But if we pass the Session object, first access the login page ( https://github.com/login ), the session will be saved as part of the object data cookies, then we only need to pass the following few parameters.

commit: Sign in
authenticity_token: 91zJcsywLXMA6eLMoZ3fLaW8z4SXuc6Qugv6H2/gyvfjAVOaqxpxHKvCVkUQa1SZg==
login: username
password: password

And authenticity_token can obtain this parameter by accessing the login page in the page, to build data dictionary to complete the login.

1.9.2, as follows
import requests
import re

headers = {
    'User-Agent': 'Mozilla/5.0 (Windows NT 10.0; Win64; x64) AppleWebKit/537.36 (KHTML, like Gecko) Chrome/80.0.3987.149 Safari/537.36',
    'Referer': 'https://github.com/',
}
base_url = 'https://github.com/login'
request = requests.Session()
res = request.get(base_url, headers=headers).content.decode('utf-8')
data = {
    'commit': 'Sign in',
    'authenticity_token': re.search(r'<input type="hidden" name="authenticity_token" value="(.*?)" />', res,re.S).group(1),
    'login': 'username',
    'password': 'password',
}

login_url = 'https://github.com/session'
res = request.post(login_url, data=data)
# with open('./1.html', 'w', encoding='utf-8') as file: #可打开这个页面,查看是否登录成功。
#     file.write(res.text)
if 'username' in res.text: #也可通过关键字,查看是否登录成功。
    print('login True')

Second, agents

2.1, the agent role
  • Break their own IP access restrictions, access to some sites not normally accessible, such as the walls of some foreign websites, and even the dark net.
  • Some units or groups to access internal resources: for example, using the education network addresses free proxy server, it can be used for all kinds of open education network FTP download upload, and share all kinds of information inquiries and other services.
  • Improve access speed: Proxy servers are usually set up a large hard disk buffer, when passed outside information, but also save it to buffer, when other users access the same information directly from the buffer Che fetch information to the user, in order to improve the access speed.
  • Hide the real IP: Internet users can also hide your IP in this way, reducing some trouble.
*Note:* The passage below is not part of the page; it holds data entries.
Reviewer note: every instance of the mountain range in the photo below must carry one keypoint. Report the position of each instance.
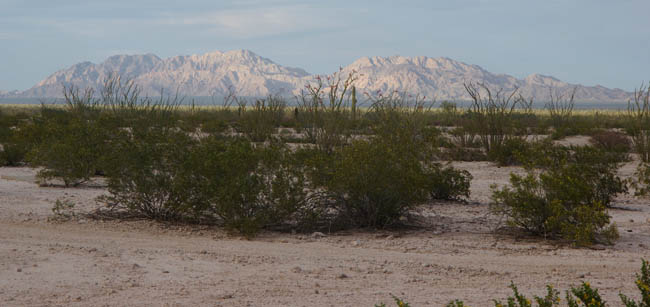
(248, 74)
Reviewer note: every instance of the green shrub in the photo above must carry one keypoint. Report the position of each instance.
(142, 170)
(643, 284)
(244, 187)
(584, 295)
(565, 200)
(641, 182)
(71, 151)
(448, 183)
(376, 183)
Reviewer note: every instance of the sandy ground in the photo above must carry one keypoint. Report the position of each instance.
(140, 263)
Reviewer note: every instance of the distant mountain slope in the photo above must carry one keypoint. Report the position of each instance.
(443, 79)
(195, 75)
(251, 75)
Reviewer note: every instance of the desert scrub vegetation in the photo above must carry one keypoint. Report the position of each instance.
(492, 117)
(329, 162)
(564, 195)
(582, 295)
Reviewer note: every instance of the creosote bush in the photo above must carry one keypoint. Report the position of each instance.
(583, 295)
(565, 199)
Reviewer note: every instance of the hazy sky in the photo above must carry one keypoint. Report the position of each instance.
(604, 42)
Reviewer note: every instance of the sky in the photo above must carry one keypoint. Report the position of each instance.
(591, 42)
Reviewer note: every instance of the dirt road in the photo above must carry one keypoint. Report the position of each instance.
(140, 263)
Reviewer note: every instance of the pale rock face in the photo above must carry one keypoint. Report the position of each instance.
(216, 73)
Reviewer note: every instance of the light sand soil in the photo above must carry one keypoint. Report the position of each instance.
(141, 263)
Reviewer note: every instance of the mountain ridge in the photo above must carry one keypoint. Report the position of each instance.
(248, 74)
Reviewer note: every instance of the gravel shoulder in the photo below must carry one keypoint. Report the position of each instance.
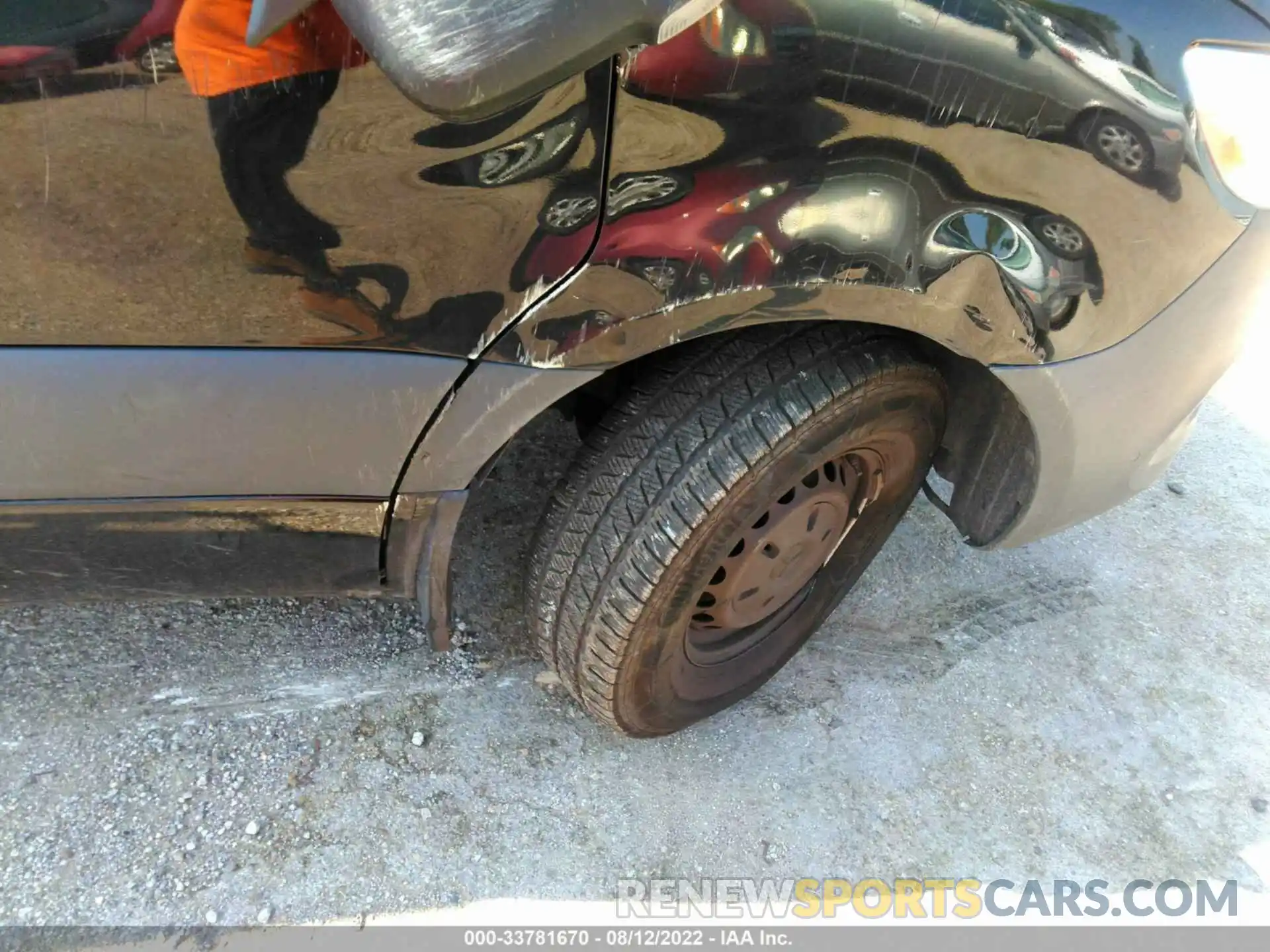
(1094, 705)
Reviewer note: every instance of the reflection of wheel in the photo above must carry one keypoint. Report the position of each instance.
(1119, 143)
(159, 56)
(1061, 235)
(568, 211)
(821, 262)
(722, 510)
(671, 277)
(639, 190)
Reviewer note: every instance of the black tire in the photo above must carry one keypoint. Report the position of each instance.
(698, 448)
(1062, 237)
(1093, 136)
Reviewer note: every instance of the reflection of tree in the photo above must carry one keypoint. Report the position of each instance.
(1140, 58)
(1099, 26)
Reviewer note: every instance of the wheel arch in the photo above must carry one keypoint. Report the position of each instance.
(988, 452)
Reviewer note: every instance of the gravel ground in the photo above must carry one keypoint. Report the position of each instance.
(1095, 705)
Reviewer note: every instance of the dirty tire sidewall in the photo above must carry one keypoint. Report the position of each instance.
(676, 469)
(665, 690)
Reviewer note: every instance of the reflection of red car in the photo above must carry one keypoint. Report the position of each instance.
(28, 63)
(723, 233)
(741, 48)
(75, 34)
(150, 42)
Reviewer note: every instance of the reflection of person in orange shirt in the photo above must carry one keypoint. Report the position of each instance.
(263, 106)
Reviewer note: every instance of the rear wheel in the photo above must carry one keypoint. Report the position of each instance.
(1119, 143)
(720, 510)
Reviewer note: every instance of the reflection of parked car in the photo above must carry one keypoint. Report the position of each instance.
(874, 218)
(743, 48)
(33, 63)
(541, 153)
(1006, 65)
(681, 241)
(893, 221)
(92, 32)
(175, 426)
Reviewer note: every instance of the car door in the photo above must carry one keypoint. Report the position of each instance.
(228, 315)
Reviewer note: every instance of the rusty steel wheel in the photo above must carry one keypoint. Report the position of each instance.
(722, 509)
(769, 571)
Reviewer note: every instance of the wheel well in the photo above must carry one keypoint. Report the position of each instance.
(988, 452)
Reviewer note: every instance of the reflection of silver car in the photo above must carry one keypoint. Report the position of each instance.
(893, 223)
(1002, 63)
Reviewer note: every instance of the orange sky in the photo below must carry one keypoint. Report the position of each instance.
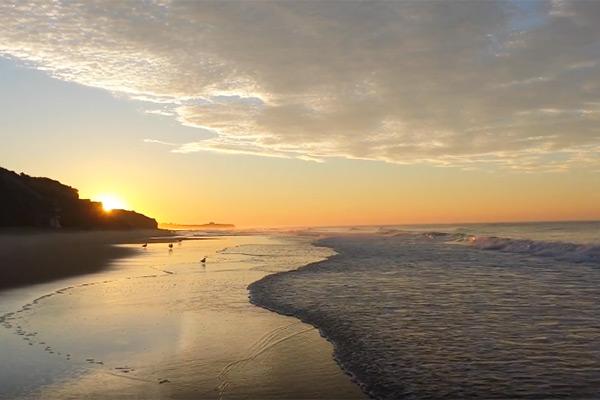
(296, 113)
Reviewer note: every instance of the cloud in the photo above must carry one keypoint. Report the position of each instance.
(448, 83)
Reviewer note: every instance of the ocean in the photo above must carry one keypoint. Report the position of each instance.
(490, 311)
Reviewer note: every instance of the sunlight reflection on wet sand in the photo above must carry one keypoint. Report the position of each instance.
(166, 326)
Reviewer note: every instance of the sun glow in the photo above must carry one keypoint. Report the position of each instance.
(111, 202)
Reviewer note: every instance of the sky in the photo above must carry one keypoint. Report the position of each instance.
(301, 113)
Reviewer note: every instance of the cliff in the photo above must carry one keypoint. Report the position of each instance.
(27, 201)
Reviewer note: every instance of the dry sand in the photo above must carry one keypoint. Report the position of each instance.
(159, 324)
(28, 257)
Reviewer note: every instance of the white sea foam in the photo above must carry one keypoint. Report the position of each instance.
(414, 315)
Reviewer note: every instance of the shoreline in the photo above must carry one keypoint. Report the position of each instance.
(30, 256)
(158, 324)
(253, 298)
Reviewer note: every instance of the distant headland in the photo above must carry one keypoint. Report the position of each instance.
(27, 201)
(209, 226)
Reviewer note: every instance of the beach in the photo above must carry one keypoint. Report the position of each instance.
(34, 256)
(157, 323)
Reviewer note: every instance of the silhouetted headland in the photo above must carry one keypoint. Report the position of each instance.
(209, 226)
(27, 201)
(47, 232)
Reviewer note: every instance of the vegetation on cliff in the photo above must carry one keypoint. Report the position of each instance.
(27, 201)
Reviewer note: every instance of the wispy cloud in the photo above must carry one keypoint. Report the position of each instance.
(449, 83)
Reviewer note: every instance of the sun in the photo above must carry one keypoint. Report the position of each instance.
(111, 202)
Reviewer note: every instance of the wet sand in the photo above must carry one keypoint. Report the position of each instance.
(29, 256)
(160, 324)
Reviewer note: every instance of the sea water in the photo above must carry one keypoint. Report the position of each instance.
(458, 311)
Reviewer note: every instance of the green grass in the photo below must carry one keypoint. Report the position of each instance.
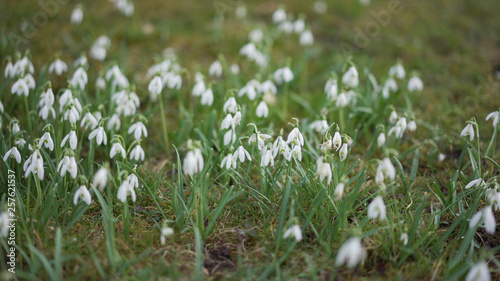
(229, 224)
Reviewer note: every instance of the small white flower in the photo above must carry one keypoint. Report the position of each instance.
(165, 232)
(100, 179)
(350, 78)
(58, 66)
(72, 140)
(343, 152)
(215, 69)
(117, 148)
(376, 209)
(294, 231)
(100, 135)
(139, 130)
(47, 141)
(381, 139)
(14, 153)
(324, 170)
(415, 84)
(351, 253)
(137, 153)
(83, 194)
(262, 110)
(479, 272)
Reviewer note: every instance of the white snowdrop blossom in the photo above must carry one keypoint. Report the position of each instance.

For reptiles, the agency that we use in order to hide their own IP, to prevent their being blocked.
2.2, IP classification
2.2.1, according to the agreement
  • FTP proxy server: mainly used for access to FTP servers generally have upload, download and cache function, the port is usually 21, 2121 and so on.
  • HTTP proxy server: mainly used to access the Web pages, the content filtering and caching, the port is usually 80, 8080, 3128 and so on.
  • SSL / TLS Proxy: mainly used to access the encrypted site, generally have SSL or TLS encryption, port, usually 443.
  • RTSP proxy: mainly used to access the Real streaming media server, generally cache function, the port is usually 554.
  • Telnet proxy: mainly used for telnet remote control (computer hacker invasion is often used to hide the identity), the port is usually 23
  • POP3 / SMTP proxy: mainly used for POP3 / SMTP mail mode, generally cache function, typically 110 ports / 25.
  • SOCKS proxy: simply pass packets do not care about the specific protocol and usage, so a lot of speed, generally cache function, the port is usually 1080. SOCKS proxy protocol is divided into SOCKS4 and SOCKS5, the former only supports TCP, while the latter supports TCP and UDP, also supports a variety of authentication mechanisms, such as domain name resolution server. In simple terms, SOCKS4 SOCKS5 can do can be done, but can do SOCKS4 SOCKS5 not be able to do it.
2.2.2, the degree of anonymity in accordance with points
  • High anonymous proxy: intact packets will be forwarded to the proxy server IP as a real ip, highest security. Packet as follows:

    • REMOTE_ADDR =代理IP
      
      HTTP_VIA = 没数值或不显示
      
      HTTP_X_FORWARDED_FOR =没数值或不显示
      
  • Anonymous Proxy: Use proxy server know you are, but do not know your real IP. Packet is shown below

    • REMOTE_ADDR =最后一个代理服务器IP
      
      HTTP_VIA = 代理服务器IP
      
      HTTP_X_FORWARDED_FOR=途经代理IP
      
  • Transparent Proxy: Use proxy server know you are, but also to know your real ip. Packet follows

    • REMOTE_ADDR =最后一个代理服务器IP
      
      HTTP_VIA = 代理服务器IP
      
      HTTP_X_FORWARDED_FOR=真实IP,途经代理IP
      
2.3, agent acquisition
  • 1, the proxy server vendor to purchase, usually provides the interface, easy to use, high efficiency.
  • 2, take their own climb from the Internet, because it is free, so inefficient.
2.4, the agent uses

I am here https://www.xicidaili.com/nn/ from west thorn agency official website, copy a few.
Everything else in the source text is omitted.